Oriol

Personal information
- Full name: Oriol Lozano Farrán
- Date of birth: 23 May 1981 (age 45)
- Place of birth: Sudanell, Spain
- Height: 1.83 m (6 ft 0 in)
- Position: Defender

Youth career
- 1997–1998: Lleida

Senior career*
- Years: Team / Apps / (Gls)
- 1998–2001: Lleida / 39 / (0)
- 2001–2002: Onda / 30 / (1)
- 2002–2003: Hospitalet / 28 / (0)
- 2003–2004: Racing B / 16 / (0)
- 2004–2010: Racing Santander / 119 / (1)
- 2010–2011: Aris / 8 / (1)
- 2011–2012: Murcia / 23 / (0)
- 2013: Zestaponi / 7 / (0)
- 2013–2015: Racing Santander / 15 / (0)
- Total:  / 285 / (3)

International career
- 2001: Spain U20 / 1 / (0)

Managerial career
- 2019–2020: Bengaluru (assistant)

= Oriol Lozano =

Spanish footballer

Oriol Lozano Farrán (born 23 May 1981), known simply as Oriol, is a Spanish former footballer who played usually as a central defender.
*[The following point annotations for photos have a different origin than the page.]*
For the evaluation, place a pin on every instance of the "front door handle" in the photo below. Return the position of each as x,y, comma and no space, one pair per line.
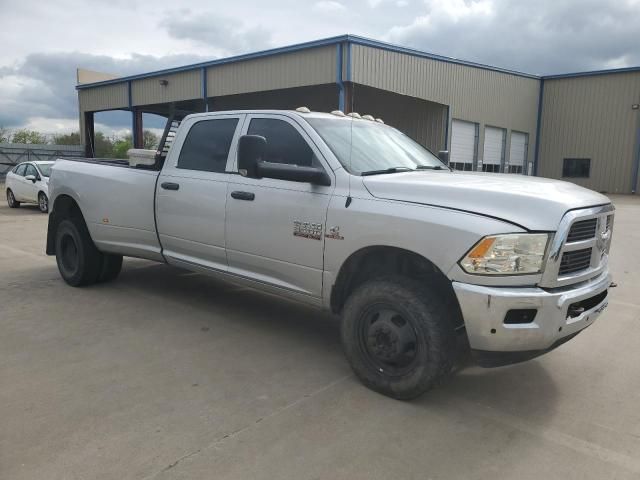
243,196
170,186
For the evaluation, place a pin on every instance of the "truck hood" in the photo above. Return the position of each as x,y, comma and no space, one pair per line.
531,202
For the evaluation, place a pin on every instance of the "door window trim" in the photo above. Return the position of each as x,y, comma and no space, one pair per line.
324,164
185,127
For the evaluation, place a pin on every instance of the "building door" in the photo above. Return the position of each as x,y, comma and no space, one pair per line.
518,153
494,140
464,141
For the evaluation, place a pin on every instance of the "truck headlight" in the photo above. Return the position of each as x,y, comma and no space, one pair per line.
510,254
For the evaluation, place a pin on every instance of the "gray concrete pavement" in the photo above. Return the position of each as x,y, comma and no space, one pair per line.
165,374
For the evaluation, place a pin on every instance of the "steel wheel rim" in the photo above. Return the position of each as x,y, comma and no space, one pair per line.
388,340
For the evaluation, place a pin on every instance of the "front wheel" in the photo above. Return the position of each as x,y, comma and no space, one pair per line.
398,337
43,202
11,200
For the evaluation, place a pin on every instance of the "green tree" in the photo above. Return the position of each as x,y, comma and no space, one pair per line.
28,136
67,139
149,140
121,146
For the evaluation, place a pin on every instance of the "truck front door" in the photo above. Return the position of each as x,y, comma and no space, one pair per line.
275,228
192,192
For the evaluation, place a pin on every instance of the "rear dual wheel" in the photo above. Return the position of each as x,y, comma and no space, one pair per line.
398,337
79,261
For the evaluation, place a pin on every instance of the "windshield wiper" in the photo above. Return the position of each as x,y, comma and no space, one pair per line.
432,167
387,170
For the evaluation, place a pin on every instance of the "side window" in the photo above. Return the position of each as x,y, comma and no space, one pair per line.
31,170
284,143
207,145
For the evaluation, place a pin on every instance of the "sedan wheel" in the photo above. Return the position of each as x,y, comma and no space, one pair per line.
11,200
43,202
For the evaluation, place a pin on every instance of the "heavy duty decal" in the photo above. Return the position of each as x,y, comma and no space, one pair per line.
334,232
307,230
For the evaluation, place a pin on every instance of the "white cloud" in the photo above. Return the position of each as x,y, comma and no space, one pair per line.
328,6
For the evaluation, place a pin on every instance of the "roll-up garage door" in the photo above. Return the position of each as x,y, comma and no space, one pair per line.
518,152
493,149
463,144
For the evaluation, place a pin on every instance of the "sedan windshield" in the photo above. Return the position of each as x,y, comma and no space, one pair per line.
367,147
45,169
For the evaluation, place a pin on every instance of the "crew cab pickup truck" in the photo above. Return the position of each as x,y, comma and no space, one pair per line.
350,215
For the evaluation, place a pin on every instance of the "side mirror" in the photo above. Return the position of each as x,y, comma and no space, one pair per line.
293,173
251,149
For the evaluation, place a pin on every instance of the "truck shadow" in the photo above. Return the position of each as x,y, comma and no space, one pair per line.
526,391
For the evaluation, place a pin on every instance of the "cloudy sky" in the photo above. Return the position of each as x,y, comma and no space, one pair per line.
44,42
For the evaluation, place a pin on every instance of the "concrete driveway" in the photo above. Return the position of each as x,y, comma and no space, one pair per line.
166,374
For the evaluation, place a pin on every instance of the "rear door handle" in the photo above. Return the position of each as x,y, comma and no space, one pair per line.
243,196
170,186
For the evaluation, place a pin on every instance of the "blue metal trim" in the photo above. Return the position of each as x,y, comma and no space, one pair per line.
222,61
203,75
356,40
339,81
348,39
636,167
348,79
538,128
593,73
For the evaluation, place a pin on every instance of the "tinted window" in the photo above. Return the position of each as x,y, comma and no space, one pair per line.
576,167
31,170
284,143
207,145
45,169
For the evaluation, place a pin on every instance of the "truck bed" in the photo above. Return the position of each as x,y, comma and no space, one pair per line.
116,200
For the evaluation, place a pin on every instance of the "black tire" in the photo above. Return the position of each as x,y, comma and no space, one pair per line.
11,199
408,346
79,261
111,266
43,202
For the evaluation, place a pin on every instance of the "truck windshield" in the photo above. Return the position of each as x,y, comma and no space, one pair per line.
366,147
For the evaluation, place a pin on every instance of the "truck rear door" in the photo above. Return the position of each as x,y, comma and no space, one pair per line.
192,191
275,228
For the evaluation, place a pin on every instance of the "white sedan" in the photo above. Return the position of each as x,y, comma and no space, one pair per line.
28,182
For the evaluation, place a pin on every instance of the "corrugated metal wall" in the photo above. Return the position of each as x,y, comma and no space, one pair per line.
297,69
591,117
423,121
483,96
108,97
180,86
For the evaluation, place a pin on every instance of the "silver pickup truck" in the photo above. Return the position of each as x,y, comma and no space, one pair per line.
350,215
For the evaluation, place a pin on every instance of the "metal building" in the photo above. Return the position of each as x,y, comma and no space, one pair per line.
491,119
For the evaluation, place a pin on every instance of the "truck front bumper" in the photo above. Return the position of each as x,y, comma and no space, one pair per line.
560,314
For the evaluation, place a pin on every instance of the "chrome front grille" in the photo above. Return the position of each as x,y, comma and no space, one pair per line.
583,230
575,261
580,248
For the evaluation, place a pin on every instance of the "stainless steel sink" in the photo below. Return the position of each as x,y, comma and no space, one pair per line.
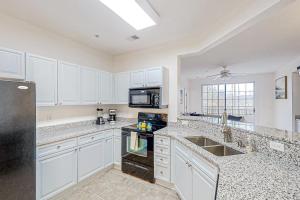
213,146
221,150
202,141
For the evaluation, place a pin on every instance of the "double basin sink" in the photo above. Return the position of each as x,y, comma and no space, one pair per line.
213,146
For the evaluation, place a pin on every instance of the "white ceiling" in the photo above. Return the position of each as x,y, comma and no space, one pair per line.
82,19
264,47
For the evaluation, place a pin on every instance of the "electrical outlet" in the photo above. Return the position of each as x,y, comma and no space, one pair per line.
185,122
277,146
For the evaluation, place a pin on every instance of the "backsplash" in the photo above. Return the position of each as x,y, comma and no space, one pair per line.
261,143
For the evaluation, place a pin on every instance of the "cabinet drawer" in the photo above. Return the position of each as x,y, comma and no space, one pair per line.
207,168
90,138
56,147
160,140
162,173
164,150
162,160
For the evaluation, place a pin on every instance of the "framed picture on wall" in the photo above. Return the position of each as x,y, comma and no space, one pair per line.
281,88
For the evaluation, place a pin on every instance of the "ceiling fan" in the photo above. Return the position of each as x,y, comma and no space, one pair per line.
225,74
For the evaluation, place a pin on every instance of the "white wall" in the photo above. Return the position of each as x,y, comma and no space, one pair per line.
283,108
264,95
19,35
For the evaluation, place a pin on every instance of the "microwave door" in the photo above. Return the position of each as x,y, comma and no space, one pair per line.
141,100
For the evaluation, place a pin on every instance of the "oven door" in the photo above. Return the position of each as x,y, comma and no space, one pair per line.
141,98
142,153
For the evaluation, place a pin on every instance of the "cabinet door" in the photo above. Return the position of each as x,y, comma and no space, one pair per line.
106,87
43,71
90,159
56,173
137,79
203,187
108,151
12,64
154,77
68,84
183,176
89,86
122,83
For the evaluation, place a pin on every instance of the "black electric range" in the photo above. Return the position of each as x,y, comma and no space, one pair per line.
139,160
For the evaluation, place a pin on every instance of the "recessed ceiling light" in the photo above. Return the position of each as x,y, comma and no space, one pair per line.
131,12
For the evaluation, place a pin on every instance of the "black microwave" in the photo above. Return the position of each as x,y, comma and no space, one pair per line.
145,98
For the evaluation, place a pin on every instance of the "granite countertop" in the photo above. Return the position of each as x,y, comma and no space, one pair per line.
55,134
246,176
273,133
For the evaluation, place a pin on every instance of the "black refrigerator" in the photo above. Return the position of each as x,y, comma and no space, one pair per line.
17,140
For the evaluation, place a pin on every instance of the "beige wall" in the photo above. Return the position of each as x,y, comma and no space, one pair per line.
19,35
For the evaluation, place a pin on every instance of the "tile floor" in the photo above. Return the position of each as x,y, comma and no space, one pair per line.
114,185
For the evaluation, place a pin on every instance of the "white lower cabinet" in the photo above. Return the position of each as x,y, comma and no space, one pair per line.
108,151
62,164
194,178
56,173
117,146
183,176
203,187
90,159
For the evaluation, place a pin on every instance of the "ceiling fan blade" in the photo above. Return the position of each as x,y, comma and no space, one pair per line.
212,76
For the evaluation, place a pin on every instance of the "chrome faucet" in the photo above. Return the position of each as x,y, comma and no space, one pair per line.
226,130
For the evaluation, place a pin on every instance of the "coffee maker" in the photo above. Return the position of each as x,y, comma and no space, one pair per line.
112,116
100,119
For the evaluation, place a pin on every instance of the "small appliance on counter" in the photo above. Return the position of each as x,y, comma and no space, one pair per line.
100,119
112,116
138,145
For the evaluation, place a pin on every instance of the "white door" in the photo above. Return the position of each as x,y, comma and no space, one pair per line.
12,64
56,173
203,187
89,86
122,84
68,84
90,159
108,151
137,79
43,71
106,87
154,77
183,176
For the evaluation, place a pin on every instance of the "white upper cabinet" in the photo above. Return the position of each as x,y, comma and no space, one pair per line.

During a 17-year professional career he played mainly for Racing de Santander, representing the club in all three major levels and appearing in 156 competitive matches whilst competing in six La Liga seasons.

==Club career==
Born in Sudanell, Lleida, Catalonia, Oriol played spent his early career with UE Lleida, CD Onda (in the fourth division, loaned by Villarreal CF who acted as Onda's parent club) and CE L'Hospitalet. In the 2004–05 season he was promoted from Racing de Santander's reserves, making his La Liga debut on 19 September 2004 in a 1–1 home draw against Villarreal.

Oriol went on to become a relatively important defensive element for the Cantabrians in the subsequent four seasons, playing a total of 75 games and starting 65. On 17 March 2007 he scored one of only three official goals for the club, in a 2–0 away win over Valencia CF.

Oriol appeared in 19 matches in the 2009–10 campaign, as Racing once again narrowly avoided relegation after finishing 16th – he was sent off twice, one of them in the last minute of the 1–0 defeat of Sporting de Gijón. In June 2010, the 29-year-old did not see his contract renewed and signed with Aris Thessaloniki F.C. of the Super League Greece.

Before retiring in 2015 at the age of 34, Oriol represented Real Murcia, FC Zestaponi (Georgian Erovnuli Liga) and Racing again. In September 2019 he joined Indian Super League side Bengaluru FC, as assistant manager under his compatriot Carles Cuadrat. The following January, he was replaced by goalkeeping coach Javier Pinillos.